AUDIENCES leave new musicals humming the hit songs. In Neil Simon's latest play, ``Lost in Yonkers,'' which premi`ered here and will soon begin its Broadway tryout performances, the audience leaves quoting the best lines.
The guy behind us said to his date: ``I loved the line about Aunt Belle, something about `She's a little closed for repairs.' That'll be all around the office tomorrow.''
The line I liked was about Aunt Belle, who can't find her way home, and is really in her lovable, slightly fragmented way, the star of the show: ``She needs to wear a compass.''
Belle is among the family casualties in what appears to be one of Mr. Simon's semi-autobiographical plays, but few clues are given. His autobiographical trilogy, ``Brighton Beach Memoirs,'' ``Broadway Bound'' and the Tony award-winning ``Biloxi Blues,'' that opened between l983 and l986, marked a more serious turn for Simon. Like filmmaker Woody Allen earlier, Simon began moving away from early comedies and veering toward drama.
``Lost in Yonkers'' follows the same road. There are still some very funny lines in the play. But there are some scenes of family tragedy that may remind you more of Eugene O'Neill than Neil Simon.

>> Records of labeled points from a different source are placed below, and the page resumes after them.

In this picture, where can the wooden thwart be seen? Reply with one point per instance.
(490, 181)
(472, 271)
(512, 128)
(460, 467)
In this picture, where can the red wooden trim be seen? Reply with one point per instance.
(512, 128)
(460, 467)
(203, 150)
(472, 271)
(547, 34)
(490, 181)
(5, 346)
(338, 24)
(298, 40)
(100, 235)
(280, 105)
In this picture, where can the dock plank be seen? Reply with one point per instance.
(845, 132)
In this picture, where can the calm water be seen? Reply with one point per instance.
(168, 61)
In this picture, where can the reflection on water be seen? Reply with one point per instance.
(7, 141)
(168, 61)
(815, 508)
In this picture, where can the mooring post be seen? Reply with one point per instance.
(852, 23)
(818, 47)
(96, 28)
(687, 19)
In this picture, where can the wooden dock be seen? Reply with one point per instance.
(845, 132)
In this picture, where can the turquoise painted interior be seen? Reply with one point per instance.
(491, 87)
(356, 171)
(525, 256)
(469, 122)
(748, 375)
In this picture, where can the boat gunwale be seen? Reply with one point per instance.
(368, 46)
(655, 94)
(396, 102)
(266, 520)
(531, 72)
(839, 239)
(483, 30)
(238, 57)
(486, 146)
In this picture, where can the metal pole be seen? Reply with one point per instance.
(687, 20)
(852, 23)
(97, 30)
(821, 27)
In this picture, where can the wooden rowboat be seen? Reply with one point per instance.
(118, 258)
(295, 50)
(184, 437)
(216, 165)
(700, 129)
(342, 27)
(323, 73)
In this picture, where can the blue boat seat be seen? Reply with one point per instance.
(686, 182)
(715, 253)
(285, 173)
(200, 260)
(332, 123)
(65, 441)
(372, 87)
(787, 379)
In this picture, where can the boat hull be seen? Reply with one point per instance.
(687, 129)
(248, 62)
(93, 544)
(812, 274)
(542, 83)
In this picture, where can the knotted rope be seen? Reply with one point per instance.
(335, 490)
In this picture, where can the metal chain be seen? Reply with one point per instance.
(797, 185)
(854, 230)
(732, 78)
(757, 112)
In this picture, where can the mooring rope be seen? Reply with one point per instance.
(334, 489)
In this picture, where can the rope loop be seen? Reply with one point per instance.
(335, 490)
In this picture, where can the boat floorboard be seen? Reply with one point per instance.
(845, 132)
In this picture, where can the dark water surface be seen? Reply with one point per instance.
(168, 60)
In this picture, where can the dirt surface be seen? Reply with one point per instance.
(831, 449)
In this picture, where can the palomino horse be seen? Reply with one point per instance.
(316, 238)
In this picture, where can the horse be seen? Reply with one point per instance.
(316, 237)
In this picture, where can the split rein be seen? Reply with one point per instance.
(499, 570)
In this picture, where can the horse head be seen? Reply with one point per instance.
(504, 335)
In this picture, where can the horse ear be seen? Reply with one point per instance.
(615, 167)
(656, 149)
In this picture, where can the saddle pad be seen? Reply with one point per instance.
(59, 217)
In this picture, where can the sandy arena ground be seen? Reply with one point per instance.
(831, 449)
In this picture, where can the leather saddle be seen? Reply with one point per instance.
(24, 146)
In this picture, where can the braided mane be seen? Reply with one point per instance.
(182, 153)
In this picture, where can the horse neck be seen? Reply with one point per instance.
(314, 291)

The play is set in 1942 in the Hudson River city of Yonkers, N.Y., a place of perpetually dubious charm. ``Yonkers'' takes place in one set - a two- bedroom apartment over Kurnitz's Kandy Store. The Victorian building set by Santo Loquasto, who also did the period costumes, has the remote, haunting look of an Edward Hopper painting.
The play starts slowly, in fact it drags with exposition, as we learn that salesman Eddie Kurnitz (Mark Blum), a recent widower, is forced to leave his two young sons with their Grandmother Kurnitz for a year while he sells scrap steel in the South to pay off a $9,000 debt. The boys, Jay and Arty (winningly played by Jamie Marsh and Danny Gerard), are looking at a year of doing hard time in Yonkers.
Suddenly, like a bolt of goofy lightning, Aunt Belle enters and lights everything up. ``I couldn't go to the theater I looked for, so I went to the one I found,'' she explains to the family.
When we first see her, Belle wears a big ruffled pinafore like those in fashion for children, and she moves like a gawky girl. But she is a grown woman, full of love which she lavishes on her bizarre family.